The Supreme Judge, by which all controversies of religion are to be determined … can be no other but the Holy Spirit speaking in the Scripture.

—Westminster Confession of Faith, 1.10

The passages and hymns chosen for this morning’s service all revolve around a fairly obvious theme: the centrality of the Scriptures to the Christian life. We begin the service by singing from the psalms, noting that all who know the name of the Lord will “place their trust in the Word of truth” and that blessings shall come to those who “daily find delight within Jehovah’s Holy Word” (O Lord Most High—Psalm 9; Alleluia! How Blest The Man—Psalm 112).

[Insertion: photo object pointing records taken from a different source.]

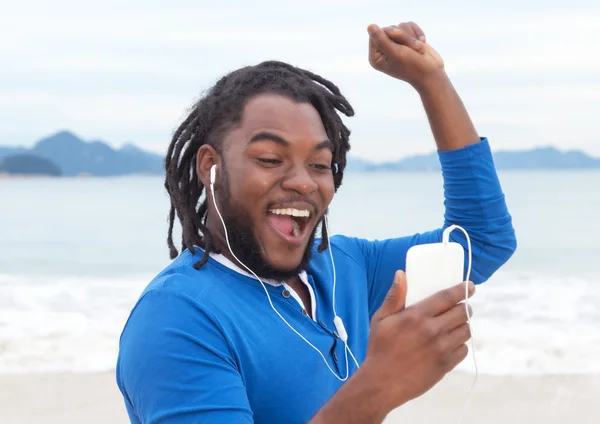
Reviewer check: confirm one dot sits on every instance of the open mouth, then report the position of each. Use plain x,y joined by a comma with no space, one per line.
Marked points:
290,222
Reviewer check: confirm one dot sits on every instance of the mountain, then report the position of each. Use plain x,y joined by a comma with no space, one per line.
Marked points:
534,159
28,164
75,156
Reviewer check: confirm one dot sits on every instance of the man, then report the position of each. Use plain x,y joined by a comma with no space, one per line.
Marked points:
242,327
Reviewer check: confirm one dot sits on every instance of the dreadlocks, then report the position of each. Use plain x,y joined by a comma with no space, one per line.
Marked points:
219,110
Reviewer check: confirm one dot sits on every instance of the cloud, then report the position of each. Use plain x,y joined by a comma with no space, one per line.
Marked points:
128,71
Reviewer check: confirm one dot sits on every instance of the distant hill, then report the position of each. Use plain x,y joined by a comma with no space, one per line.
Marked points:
75,156
28,164
535,159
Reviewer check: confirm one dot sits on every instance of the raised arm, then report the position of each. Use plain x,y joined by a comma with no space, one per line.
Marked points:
472,191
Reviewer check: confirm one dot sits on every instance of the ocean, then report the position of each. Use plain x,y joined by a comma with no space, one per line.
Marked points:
75,253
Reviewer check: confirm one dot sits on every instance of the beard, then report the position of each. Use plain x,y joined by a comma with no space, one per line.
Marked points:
244,244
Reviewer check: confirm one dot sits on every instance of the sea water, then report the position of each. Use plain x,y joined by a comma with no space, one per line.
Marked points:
75,253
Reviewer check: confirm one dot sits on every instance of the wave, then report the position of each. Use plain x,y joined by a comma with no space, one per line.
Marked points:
523,323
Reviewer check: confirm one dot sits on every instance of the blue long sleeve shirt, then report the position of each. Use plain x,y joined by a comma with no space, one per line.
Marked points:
205,345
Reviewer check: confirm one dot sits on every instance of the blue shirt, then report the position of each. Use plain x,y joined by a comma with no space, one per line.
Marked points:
205,346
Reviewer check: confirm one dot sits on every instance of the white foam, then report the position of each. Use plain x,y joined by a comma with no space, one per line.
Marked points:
523,323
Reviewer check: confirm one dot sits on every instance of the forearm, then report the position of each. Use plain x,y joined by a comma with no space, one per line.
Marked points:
449,120
358,401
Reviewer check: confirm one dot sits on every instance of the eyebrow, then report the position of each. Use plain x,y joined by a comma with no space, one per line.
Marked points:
264,135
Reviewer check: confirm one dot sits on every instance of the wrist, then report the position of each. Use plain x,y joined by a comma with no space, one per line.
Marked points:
374,387
432,83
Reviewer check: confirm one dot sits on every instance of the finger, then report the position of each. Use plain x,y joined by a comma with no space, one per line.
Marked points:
419,34
408,29
453,318
400,36
381,40
456,357
444,300
395,298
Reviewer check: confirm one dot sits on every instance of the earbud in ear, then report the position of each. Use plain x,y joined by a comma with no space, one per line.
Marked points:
213,174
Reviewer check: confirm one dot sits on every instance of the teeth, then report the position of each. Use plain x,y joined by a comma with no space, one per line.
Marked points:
296,228
292,212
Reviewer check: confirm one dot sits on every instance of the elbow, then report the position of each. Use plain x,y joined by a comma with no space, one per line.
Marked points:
495,251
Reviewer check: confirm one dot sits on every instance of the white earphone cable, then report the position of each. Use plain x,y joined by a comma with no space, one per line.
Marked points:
271,303
445,239
345,339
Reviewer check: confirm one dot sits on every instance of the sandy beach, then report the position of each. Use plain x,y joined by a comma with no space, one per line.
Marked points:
94,398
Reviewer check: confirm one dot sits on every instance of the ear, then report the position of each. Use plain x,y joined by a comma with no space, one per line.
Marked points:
206,157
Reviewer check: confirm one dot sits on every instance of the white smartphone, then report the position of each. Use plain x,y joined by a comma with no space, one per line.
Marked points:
433,267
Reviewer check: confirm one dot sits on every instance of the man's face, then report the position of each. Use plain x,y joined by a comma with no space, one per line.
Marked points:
276,186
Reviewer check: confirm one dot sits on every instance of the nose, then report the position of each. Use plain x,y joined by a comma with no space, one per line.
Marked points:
299,180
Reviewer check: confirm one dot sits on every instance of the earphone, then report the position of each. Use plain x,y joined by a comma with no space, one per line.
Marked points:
337,321
445,240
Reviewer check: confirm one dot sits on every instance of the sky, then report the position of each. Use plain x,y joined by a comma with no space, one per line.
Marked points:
527,71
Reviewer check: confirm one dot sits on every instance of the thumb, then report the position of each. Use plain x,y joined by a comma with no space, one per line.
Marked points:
380,38
396,297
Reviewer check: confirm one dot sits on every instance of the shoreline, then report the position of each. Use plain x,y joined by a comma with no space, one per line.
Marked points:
94,398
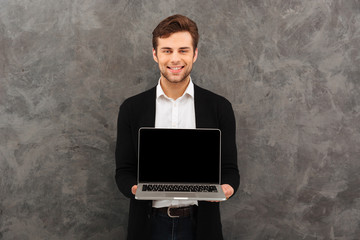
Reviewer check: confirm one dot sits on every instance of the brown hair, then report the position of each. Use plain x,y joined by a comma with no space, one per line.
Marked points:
173,24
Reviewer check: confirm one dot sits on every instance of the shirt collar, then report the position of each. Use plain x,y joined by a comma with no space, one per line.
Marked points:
189,90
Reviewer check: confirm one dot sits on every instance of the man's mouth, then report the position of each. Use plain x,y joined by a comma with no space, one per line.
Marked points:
176,69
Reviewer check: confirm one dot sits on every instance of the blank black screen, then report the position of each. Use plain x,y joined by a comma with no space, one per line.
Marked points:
179,155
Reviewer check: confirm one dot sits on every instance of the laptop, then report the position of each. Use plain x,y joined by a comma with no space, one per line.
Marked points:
179,164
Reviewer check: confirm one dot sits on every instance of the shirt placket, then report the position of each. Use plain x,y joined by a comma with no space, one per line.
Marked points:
175,115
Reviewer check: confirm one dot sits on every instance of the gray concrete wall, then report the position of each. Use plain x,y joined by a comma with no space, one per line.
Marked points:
290,68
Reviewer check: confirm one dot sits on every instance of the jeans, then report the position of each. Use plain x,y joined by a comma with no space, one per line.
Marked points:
167,228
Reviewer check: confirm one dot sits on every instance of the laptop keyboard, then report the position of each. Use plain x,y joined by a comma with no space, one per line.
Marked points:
178,188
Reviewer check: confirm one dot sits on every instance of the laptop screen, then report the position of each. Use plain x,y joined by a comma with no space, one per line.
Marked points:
179,155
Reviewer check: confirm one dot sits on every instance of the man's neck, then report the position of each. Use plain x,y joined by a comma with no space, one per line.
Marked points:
174,90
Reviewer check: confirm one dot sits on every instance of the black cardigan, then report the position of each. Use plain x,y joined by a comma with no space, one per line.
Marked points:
211,111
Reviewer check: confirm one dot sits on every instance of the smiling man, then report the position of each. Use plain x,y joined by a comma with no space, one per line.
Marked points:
175,102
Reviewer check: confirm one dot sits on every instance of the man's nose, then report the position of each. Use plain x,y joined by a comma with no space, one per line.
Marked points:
175,57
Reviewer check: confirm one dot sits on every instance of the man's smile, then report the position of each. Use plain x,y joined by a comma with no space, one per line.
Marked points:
175,69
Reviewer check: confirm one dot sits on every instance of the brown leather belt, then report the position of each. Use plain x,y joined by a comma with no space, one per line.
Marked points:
175,212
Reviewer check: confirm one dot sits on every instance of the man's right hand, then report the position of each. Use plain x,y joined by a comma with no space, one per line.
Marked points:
133,189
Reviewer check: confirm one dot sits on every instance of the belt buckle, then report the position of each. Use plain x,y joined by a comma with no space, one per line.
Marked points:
169,214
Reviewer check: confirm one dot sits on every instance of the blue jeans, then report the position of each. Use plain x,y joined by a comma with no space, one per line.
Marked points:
167,228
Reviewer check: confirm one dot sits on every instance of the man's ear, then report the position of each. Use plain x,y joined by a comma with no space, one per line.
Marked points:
195,55
155,56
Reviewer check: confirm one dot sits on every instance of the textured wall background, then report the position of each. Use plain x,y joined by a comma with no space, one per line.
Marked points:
290,68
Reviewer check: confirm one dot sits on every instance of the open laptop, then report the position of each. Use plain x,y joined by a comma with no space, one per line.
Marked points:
179,164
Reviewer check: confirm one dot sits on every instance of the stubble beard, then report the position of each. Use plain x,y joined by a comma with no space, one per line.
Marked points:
168,77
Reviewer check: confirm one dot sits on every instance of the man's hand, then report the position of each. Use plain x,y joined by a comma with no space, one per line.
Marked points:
228,190
133,189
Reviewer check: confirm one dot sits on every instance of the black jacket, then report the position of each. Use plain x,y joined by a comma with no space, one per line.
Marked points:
211,111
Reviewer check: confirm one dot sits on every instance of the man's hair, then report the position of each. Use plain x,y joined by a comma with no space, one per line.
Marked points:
173,24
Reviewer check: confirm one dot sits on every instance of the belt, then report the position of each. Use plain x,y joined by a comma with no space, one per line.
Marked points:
175,212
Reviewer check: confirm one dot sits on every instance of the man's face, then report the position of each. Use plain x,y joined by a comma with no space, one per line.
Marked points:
175,56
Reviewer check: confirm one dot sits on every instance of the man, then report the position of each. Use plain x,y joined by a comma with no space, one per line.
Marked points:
175,102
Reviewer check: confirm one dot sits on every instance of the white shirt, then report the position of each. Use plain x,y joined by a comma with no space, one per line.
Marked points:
179,113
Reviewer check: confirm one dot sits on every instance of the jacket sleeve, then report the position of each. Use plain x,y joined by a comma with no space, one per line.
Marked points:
229,167
125,153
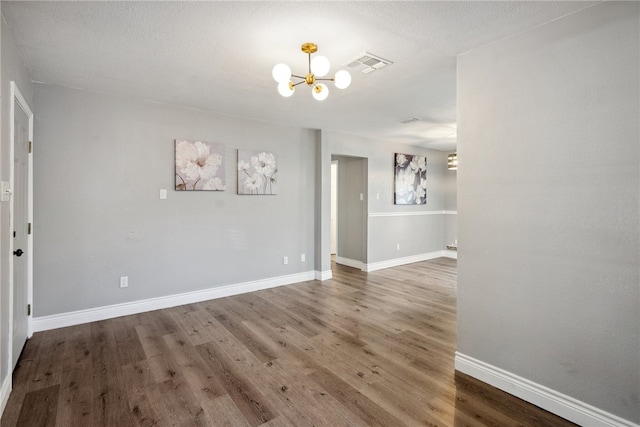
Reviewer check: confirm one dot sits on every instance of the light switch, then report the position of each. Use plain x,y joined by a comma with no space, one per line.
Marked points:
5,194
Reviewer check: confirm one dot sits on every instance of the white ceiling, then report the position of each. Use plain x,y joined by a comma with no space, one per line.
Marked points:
218,56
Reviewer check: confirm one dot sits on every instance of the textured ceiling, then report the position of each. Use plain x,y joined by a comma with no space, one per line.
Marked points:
218,55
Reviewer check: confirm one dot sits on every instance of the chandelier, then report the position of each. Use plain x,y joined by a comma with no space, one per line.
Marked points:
318,67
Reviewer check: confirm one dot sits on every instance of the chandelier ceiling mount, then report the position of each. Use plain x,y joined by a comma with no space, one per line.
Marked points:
317,68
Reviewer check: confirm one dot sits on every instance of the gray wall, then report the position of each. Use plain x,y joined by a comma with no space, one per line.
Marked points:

We read that “All Scripture is breathed out by God and profitable for teaching, for reproof, for correction, and for training in righteousness” (2 Timothy 3:16). We pray in song, asking the Lord to keep us “steadfast in [His] Word” and that His Word might “dwell richly in [our] heart[s] from hour to hour” (Lord, Keep Us Steadfast In Thy Word; May The Mind Of Christ, My Savior). Further hymns remind us that His Word should be our “chief delight,” that we desire His truth to be planted “deep in us” to “shape and fashion us,” and that we know the love of Jesus primarily because “the Bible tells [us] so” (How Shall The Young—Psalm 119; Speak, O Lord; Jesus Loves Me, This I Know). I pray that this morning’s service would encourage us to be like the Bereans in the sermon text from Acts, who “received the Word with all eagerness, examining the Scriptures daily to see if these things were so.”